ホーム > ニュースリリース > 2016年12月16日

インドネシア中銀、市場の予想通り金融政策を現状維持―2会合連続

インドネシア中央銀行(BI)は15日の理事会で、市場の予想通り、主要政策金利の1週間物リバースレポ金利を現状の4.75%のまま維持することを決めた。このほか、翌日物預金ファシリティー金利(FASBIレート)も4.00%、翌日物貸出ファシリティー金利も5.50%といずれも現状のまま維持した。

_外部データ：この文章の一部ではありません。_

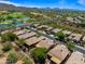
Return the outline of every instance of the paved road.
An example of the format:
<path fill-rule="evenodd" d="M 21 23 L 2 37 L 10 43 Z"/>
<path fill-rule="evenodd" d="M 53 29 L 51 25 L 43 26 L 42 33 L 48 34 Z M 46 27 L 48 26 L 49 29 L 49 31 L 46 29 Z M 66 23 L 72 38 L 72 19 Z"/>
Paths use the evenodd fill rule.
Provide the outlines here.
<path fill-rule="evenodd" d="M 30 25 L 32 25 L 32 24 L 22 24 L 22 25 L 18 25 L 18 26 L 16 26 L 16 27 L 26 27 L 26 26 L 30 26 Z M 11 29 L 12 29 L 12 28 L 11 28 Z M 36 33 L 38 33 L 38 34 L 41 34 L 41 35 L 43 35 L 43 36 L 45 36 L 45 37 L 47 37 L 47 38 L 54 40 L 55 42 L 59 42 L 59 43 L 65 44 L 63 42 L 58 41 L 58 40 L 56 40 L 55 38 L 53 38 L 53 37 L 51 37 L 51 36 L 48 36 L 48 35 L 42 34 L 42 33 L 40 33 L 40 31 L 38 31 L 38 30 L 34 30 L 34 29 L 32 29 L 32 28 L 28 28 L 28 29 L 30 29 L 30 30 L 32 30 L 32 31 L 36 31 Z M 75 49 L 74 49 L 74 50 L 77 50 L 77 51 L 80 51 L 80 52 L 82 52 L 82 53 L 85 53 L 85 48 L 80 47 L 80 46 L 75 46 Z"/>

中銀は政策金利を7月と8月の2会合連続で据え置いたあと、9月会合で6月以来3カ月ぶりに利下げを再開し、10月会合でも市場の予想に反して今年に入ってから6度目となる追加利下げに踏み切った。10月の再利下げで政策金利は計1.50ポイント引き下げられた。金利据え置きは前回11月会合に続いて2会合連続となる。

中銀は金融政策決定会合後に発表した声明文で、現状維持を決めたことに関し「(現状維持の)政策は世界の金融市場が不透明となっているなか、国内のマクロ経済を安定させ、かつ、国内景気の回復を最大限にする努力と合致する」とし、「これまでに実施した金融政策とマクロ・プルーデンス政策の緩和が国内経済の成長の勢いを引き続き強めると信じる」と述べた。

ただ、「世界経済の先行き不透明さ、特に米国と中国の政策から生じるリスクや国内の公共料金の上昇に伴うインフレリスクを引き続き注視していく」と述べ、米国の追加利上げなど世界の経済・金融情勢の先行きに懸念を示した。

インフレ見通しについては前回と同様に「インフレは依然として抑制されており、16年のインフレ率は物価目標レンジ(3~5%上昇)内の3~3.2%上昇になると予想される」と楽観的な見方を示した。

景気の見通しについては「16年のGDP(国内総生産)伸び率は前年の4.8%増から5%増となり、17年は内需と輸出回復に支えられて回復局面に入り5~5.4%増に伸びが加速する」としている。